Use a dedicated DNS-service on your local network which has the local IPs in it's DB. Use that DNS-service as your first/primary DNS on your local network (settings).

[–] pete@lemmy.world 9 points 1 year ago

Yes, this is called split horizon dns, basically, you have to control the DNS servers.

First, make a forwarding/resolver/cache, tell it to forward all requests for your_domain to your internal authoritative DNS server, it will return your internal IPs, externally though, when that domain is looked up, it will return the public ips of that host.

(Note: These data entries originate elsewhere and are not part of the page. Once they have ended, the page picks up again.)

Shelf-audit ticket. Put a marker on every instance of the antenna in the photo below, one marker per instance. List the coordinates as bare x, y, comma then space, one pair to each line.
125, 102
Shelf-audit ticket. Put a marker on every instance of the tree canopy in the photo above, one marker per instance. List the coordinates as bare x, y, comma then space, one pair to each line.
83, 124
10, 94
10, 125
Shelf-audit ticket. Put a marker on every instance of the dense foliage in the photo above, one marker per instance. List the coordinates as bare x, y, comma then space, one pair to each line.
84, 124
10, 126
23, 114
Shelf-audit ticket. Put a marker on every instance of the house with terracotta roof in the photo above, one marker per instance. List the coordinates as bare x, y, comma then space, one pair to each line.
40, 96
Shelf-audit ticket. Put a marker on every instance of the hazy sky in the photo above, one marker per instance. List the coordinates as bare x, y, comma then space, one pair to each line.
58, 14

[–] Osayidan@social.vmdk.ca 3 points 1 year ago

Very possible and done all the time.

At home you run a local DNS server, plenty of options out there especially as a self-hoster: bind, power dns, microsoft DNS if you're into windows. you can also combine this with something like pihole to block ads and junk at the dns level.

You create the dns zone on your dns server, internal devices use that dns server. You create the same zone on a public DNS provider like cloudflare or whoever (or host your own if you feel like it, on your vps), with public IPs.

Any of your devices coming/going from your home should be using DHCP to obtain an IP. At home your DHCP settings would hand out the local DNS server, anywhere else you go you'll be using other DNS servers that will resolve the public IP. It should all be pretty seamless and transparent once set up.

[–] ItsMyFirstDay@lemmy.world 3 points 1 year ago

Depending on your wifi/router you could add a static DNS record for your domain while on the hi home network. The cached DNS will only matter while connected to the home wifi network. While on 5g you'll pick up the public DNS record. If it does some how cache the local DNS while public then shorten the ttl in the local DNS record

[–] Atemu@lemmy.ml 2 points 1 year ago

Not exactly the solution you're describing but Tailscale or ZeroTier could be the solution to your problem.

They're P2P VPNs which don't require static IPs or even open ports.

I set up Tailscale to forward my home subnet via my NAS. That allows transparent access of the NAS itself and any other device on the home network no matter where I am (as long as there's internet).

[–] root@u.fail 1 points 1 year ago

for PCs you can just add a hosts file entry, but that's probably not possible/too much work on phones. split horizon DNS is what you want.

[–] r0ckr@lemmy.world 1 points 1 year ago

This is the perfect opportunity to set up a pihole. Its primary purpose is to block ads network wide but since it is essentially a DNS with a block list you can also set custom dns-entries.